Air-dropping aid into Gaza was among several issues recently discussed between Ireland and Jordan, the Department of Foreign Affairs has confirmed.

A spokesperson for the department told RTÉ News that “Ireland is open to considering the option of airdrops of humanitarian assistance, and this is among several issues that have been raised in recent contacts at political and official level between Ireland and Jordan”.

However, the spokesperson said that initiatives such as air-dropping aid into Gaza “must not distract from the urgent need to dramatically scale up the level of humanitarian assistance entering Gaza by land”.

“Full, safe and unhindered humanitarian access and massive scale up in humanitarian aid is Ireland’s priority, and is the priority of all humanitarian actors on the ground, and must remain our primary focus,” the department spokesperson added.

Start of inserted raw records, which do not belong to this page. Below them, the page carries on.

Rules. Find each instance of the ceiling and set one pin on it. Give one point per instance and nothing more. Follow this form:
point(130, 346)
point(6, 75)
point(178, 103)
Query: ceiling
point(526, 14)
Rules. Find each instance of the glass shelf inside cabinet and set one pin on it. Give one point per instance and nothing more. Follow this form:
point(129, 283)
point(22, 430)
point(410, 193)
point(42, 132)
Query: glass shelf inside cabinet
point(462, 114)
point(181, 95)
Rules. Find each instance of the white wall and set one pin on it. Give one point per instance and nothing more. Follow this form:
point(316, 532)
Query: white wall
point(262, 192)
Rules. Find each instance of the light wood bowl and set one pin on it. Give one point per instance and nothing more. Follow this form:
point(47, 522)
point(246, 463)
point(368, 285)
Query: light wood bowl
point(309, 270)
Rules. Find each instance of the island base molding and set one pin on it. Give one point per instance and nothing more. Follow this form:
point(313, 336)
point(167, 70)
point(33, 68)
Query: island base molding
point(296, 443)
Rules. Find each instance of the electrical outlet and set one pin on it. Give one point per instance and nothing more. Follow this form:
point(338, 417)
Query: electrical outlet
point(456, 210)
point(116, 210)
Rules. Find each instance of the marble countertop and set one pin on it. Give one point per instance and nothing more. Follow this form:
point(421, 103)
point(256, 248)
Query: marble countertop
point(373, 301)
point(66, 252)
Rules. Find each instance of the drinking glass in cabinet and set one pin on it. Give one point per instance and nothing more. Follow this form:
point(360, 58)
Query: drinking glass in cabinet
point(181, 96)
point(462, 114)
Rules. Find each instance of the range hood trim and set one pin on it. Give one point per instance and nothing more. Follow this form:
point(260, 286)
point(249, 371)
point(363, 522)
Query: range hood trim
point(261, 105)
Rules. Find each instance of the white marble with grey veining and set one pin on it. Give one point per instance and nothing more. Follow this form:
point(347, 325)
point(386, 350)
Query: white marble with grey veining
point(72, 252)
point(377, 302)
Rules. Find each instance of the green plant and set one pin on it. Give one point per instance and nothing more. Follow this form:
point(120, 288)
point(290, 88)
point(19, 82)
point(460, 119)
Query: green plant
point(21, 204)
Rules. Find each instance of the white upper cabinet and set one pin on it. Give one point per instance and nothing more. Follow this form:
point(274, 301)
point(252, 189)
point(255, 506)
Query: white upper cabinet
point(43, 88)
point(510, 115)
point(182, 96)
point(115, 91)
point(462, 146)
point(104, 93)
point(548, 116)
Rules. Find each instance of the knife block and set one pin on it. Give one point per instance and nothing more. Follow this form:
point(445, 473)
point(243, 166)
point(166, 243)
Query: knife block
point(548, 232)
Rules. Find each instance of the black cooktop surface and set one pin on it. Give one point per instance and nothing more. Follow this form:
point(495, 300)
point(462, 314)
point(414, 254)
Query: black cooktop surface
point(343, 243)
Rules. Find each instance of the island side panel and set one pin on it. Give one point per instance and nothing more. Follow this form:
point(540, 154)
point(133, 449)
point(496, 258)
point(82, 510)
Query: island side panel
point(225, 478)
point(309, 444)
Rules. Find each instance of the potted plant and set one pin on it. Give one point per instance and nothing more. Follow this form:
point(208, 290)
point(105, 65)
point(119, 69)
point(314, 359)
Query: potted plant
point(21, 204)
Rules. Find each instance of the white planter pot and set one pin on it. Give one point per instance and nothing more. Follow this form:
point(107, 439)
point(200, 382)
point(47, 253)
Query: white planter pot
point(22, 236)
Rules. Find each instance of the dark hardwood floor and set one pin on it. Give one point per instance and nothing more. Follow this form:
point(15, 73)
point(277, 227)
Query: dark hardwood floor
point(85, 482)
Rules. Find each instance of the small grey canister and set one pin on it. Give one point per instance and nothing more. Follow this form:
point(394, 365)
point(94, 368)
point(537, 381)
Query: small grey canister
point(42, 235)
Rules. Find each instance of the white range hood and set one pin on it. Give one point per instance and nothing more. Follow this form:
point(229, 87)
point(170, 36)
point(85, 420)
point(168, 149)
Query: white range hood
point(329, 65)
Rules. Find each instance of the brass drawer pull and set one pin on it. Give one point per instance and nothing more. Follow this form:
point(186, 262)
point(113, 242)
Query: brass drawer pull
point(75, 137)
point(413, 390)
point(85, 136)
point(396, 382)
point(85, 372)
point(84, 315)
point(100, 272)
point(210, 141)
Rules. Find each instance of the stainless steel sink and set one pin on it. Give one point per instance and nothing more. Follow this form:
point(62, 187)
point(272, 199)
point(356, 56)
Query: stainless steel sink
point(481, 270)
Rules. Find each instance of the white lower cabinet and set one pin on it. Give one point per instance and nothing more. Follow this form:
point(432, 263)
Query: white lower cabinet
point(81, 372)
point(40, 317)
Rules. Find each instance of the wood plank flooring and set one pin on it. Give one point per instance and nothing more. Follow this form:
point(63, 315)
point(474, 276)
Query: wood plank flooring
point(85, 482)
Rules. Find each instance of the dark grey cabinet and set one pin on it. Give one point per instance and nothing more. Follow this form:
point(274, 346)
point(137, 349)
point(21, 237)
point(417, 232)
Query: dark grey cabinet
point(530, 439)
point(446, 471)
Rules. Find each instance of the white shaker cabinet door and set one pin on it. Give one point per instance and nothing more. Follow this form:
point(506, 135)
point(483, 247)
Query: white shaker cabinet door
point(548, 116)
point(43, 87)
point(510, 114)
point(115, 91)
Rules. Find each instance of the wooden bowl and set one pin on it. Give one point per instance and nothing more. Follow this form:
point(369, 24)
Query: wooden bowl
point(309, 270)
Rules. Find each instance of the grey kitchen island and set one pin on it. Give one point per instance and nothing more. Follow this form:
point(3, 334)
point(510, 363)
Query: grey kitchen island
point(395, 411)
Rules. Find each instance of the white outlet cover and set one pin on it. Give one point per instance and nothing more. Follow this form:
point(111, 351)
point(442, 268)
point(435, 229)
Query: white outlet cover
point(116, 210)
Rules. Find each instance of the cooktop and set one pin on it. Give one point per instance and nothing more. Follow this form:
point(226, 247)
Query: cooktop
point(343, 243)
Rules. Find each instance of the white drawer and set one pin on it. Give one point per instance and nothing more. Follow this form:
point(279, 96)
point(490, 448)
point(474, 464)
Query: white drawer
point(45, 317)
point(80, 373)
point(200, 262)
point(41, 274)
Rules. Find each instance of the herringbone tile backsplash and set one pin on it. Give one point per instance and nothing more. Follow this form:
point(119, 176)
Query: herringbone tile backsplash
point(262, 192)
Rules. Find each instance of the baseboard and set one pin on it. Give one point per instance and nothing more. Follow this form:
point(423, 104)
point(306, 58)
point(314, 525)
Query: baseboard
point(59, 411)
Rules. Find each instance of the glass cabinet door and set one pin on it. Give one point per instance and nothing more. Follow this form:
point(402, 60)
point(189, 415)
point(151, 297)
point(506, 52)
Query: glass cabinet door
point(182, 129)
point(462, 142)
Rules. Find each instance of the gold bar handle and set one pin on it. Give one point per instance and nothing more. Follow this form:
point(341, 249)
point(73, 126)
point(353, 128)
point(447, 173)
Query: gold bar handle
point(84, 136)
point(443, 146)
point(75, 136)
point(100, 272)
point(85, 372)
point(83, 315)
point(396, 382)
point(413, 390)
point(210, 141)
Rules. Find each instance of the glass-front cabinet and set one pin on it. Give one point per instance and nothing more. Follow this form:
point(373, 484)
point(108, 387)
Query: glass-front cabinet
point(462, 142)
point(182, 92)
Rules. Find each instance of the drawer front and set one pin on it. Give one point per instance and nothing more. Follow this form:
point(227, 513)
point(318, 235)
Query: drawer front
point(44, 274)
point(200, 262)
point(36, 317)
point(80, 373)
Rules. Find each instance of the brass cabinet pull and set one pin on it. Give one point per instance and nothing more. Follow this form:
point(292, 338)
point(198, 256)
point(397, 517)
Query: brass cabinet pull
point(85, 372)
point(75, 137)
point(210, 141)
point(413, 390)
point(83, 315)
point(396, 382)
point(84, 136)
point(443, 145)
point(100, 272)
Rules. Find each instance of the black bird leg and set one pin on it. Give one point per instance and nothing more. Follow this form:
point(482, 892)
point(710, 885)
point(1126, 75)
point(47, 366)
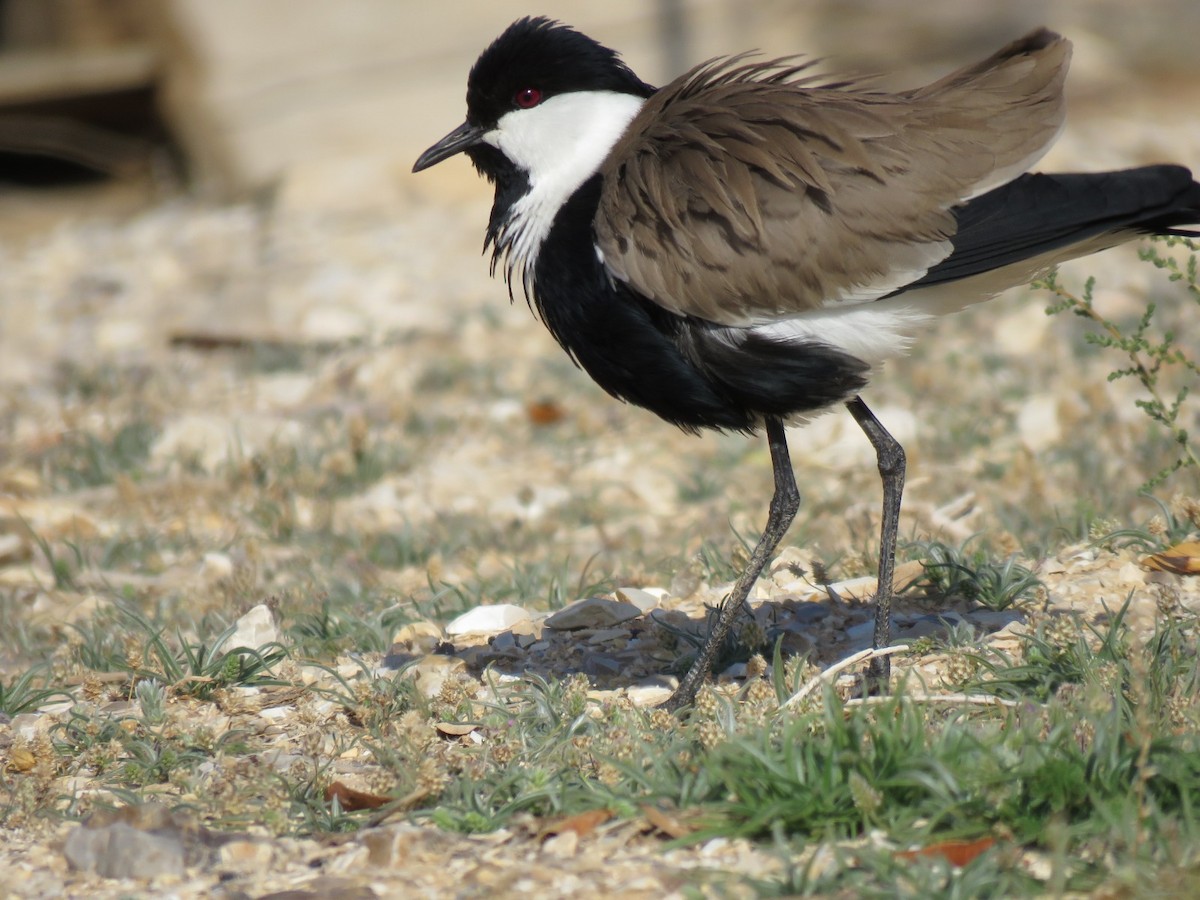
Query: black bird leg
point(784, 504)
point(892, 465)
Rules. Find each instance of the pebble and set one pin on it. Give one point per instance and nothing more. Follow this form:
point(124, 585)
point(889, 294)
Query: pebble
point(255, 630)
point(487, 619)
point(592, 612)
point(645, 599)
point(138, 841)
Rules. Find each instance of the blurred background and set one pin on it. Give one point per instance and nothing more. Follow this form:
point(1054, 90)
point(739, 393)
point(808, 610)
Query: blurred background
point(215, 261)
point(228, 96)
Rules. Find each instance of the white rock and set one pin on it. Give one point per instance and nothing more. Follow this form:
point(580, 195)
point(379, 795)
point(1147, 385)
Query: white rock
point(1038, 424)
point(645, 599)
point(487, 619)
point(592, 612)
point(255, 630)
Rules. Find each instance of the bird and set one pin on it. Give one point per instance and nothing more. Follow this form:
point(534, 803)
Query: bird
point(743, 247)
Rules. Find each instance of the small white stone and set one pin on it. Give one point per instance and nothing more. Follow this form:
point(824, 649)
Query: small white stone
point(255, 630)
point(645, 599)
point(592, 612)
point(487, 619)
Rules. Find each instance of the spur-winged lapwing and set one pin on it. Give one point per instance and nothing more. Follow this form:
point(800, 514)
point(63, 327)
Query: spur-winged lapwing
point(743, 246)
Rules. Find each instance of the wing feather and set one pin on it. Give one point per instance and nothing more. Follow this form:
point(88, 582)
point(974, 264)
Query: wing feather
point(745, 192)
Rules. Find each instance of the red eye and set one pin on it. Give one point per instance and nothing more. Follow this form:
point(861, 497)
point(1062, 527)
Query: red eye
point(527, 97)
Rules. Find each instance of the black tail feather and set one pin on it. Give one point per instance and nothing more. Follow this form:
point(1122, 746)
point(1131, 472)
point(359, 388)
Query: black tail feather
point(1038, 214)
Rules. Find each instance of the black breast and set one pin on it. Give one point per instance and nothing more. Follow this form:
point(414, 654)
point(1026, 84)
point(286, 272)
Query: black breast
point(690, 372)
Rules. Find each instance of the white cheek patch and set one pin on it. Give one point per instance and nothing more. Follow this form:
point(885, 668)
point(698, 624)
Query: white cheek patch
point(559, 144)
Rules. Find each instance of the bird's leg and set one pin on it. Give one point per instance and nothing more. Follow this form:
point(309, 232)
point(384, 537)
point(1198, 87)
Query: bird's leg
point(784, 504)
point(892, 465)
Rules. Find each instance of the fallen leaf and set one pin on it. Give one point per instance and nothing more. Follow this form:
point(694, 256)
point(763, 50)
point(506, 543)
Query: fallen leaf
point(1182, 559)
point(957, 853)
point(582, 823)
point(353, 801)
point(21, 760)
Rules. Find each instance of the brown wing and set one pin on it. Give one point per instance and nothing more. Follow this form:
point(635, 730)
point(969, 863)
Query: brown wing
point(744, 192)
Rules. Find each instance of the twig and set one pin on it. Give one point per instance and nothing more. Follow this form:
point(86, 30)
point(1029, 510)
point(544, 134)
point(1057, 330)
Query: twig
point(838, 667)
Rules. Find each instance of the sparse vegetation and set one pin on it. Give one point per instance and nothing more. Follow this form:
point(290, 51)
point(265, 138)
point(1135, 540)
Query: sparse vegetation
point(129, 564)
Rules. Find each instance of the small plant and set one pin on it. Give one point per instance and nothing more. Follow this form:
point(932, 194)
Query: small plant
point(1150, 355)
point(28, 691)
point(199, 669)
point(959, 574)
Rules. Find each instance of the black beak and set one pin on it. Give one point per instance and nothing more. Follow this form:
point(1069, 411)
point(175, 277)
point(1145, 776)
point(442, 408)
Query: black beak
point(457, 141)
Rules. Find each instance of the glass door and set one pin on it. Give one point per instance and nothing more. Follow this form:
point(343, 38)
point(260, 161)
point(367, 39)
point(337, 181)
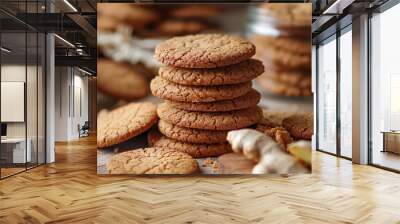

On Saturday, the US air-dropped more than 38,000 meals along the Gaza coast in an operation conducted alongside Jordan.

Meanwhile, Taoiseach Leo Varadkar said he welcomed US Vice President Kamala Harris’s call for an immediate ceasefire in Gaza.

Mr Varadkar said that her comments on wanting to see a pause in the fighting represents a “slight change” in the US position.

Ms Harris said that, given the “immense scale of suffering” in Gaza, there must be “an immediate ceasefire for at least the next six weeks”.

She called for Israel to do more to significantly increase the flow of aid into the territory.

The Taoiseach said he will raise the issue of Gaza during his trip to Washington

Mr Varadkar will travel to Washington next week as part of the annual visit to meet US President Joe Biden at the White House for St Patrick’s Day.

The Fine Gael leader said he will use the opportunity to put across the Irish public’s feeling about Gaza to Mr Biden.

Mr Varadkar said: “I think the remarks of Vice President Kamala Harris are very welcome.

“She’s calling for a humanitarian ceasefire to be observed by both Israel and Hamas and I think that those represent a slight change in the US position.

“I hope it happens. Of course, I’m going to raise the issue of Gaza and Palestine with President Biden and Vice President Harris when we meet next week.

“I think the Irish people would expect me to put across their feelings and views I am going to do that.

“I really hope though, that I’m going to meet them at the end of next week in the context of there being a ceasefire, because of course that will change the nature of what I need to say.”

“But we’re all hoping and praying that between now and then there will be a ceasefire so that the hostages can be released, so that desperately needed food and medicine can get into Gaza, and so that we could try and work on making any temporary ceasefire a permanent one because that’s what is needed,” he added.

Some opposition politicians have called for the high-profile White House visit to be used to push for a humanitarian ceasefire in Gaza.

Northern Ireland’s SDLP has said that it would boycott the White House events over US military support for Israeli actions in Gaza, but would send a delegation to Washington to “make the case for an end to violence”.